CITATION: Gueye v. DiNino, 2023 ONCA 342

DATE: 20230511

DOCKET: M54087 & C70320

Trotter, Sossin and Copeland JJ.A.

BETWEEN

Ousseynou Gueye

 

Applicant
(Appellant/Responding Party)

and

Anna DiNino

Respondent
(Respondent/Moving Party)

Julie A. Layne and Anusha Gunarajah for the respondent/moving party

Ousseynou Gueye, acting in person

Heard: May 9, 2023

 

REASONS FOR DECISION

 

[1]          By letter from Legal Counsel of the court, dated December 16, 2022, the parties were alerted that there may be an issue regarding this court’s jurisdiction to hear this appeal.

[2]          The moving party/respondent in the appeal, Anna DiNino, subsequently brought a motion to quash the appeal on the basis that this court lacked jurisdiction to hear the appeal. After hearing submissions, we granted the motion and ordered the appeal transferred to the Divisional Court, pursuant to s. 110 of the Courts of Justice Act, R.S.O. 1990, c. C.43 (the “CJA”), with reasons to follow. These are our reasons. For simplicity, we refer to the parties as the appellant and the respondent.

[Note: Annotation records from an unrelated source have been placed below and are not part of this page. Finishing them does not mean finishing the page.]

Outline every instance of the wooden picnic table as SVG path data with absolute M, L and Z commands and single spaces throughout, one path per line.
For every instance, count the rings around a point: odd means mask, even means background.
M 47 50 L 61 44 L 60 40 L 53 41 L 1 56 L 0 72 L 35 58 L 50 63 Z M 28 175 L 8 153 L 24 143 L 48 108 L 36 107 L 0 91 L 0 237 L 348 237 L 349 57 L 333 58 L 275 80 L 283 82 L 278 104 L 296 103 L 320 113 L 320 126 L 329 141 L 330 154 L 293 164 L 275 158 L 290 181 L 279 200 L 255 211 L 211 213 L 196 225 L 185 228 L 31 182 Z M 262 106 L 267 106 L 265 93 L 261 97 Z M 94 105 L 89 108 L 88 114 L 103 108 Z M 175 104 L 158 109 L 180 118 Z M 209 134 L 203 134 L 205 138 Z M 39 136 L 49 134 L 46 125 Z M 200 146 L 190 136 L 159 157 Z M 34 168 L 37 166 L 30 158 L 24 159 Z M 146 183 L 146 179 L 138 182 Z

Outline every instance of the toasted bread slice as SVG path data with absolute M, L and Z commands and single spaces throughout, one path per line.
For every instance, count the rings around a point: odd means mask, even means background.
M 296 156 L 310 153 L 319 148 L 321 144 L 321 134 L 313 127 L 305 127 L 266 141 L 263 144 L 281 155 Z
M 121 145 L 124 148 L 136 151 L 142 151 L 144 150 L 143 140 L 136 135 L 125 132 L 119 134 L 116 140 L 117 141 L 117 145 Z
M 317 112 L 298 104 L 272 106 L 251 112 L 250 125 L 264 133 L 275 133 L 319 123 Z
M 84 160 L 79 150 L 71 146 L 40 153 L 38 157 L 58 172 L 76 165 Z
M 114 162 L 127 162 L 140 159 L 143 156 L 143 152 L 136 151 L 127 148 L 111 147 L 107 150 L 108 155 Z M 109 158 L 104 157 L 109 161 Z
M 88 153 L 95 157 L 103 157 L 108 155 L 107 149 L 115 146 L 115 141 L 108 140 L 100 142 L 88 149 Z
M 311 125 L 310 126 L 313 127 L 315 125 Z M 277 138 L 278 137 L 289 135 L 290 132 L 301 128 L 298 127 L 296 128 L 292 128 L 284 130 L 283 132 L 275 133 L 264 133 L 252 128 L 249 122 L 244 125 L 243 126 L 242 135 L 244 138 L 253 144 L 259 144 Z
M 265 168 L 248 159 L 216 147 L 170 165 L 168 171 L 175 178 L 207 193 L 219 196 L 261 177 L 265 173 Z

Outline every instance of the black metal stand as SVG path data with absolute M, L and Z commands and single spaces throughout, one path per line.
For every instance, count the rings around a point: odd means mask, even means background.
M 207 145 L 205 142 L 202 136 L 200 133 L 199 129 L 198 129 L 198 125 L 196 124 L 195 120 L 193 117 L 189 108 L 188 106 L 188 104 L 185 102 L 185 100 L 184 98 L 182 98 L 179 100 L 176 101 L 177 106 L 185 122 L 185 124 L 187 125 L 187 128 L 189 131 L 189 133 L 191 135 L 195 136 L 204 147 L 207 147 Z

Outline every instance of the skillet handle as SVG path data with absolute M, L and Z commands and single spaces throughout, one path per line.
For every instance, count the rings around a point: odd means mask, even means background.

[3]          The appeal is from the order of the trial judge, dated January 5, 2022, dismissing the appellant’s motion for contempt relating to an access order, and ordering the parties and their child to attend therapy and counselling.

[4]          We agree with the respondent that this court lacks jurisdiction to hear the appeal.

[5]          The order appealed from has two components. The first is the dismissal of the contempt motion. The second is the order for therapy and counselling. Neither component of the order is properly appealed to this court.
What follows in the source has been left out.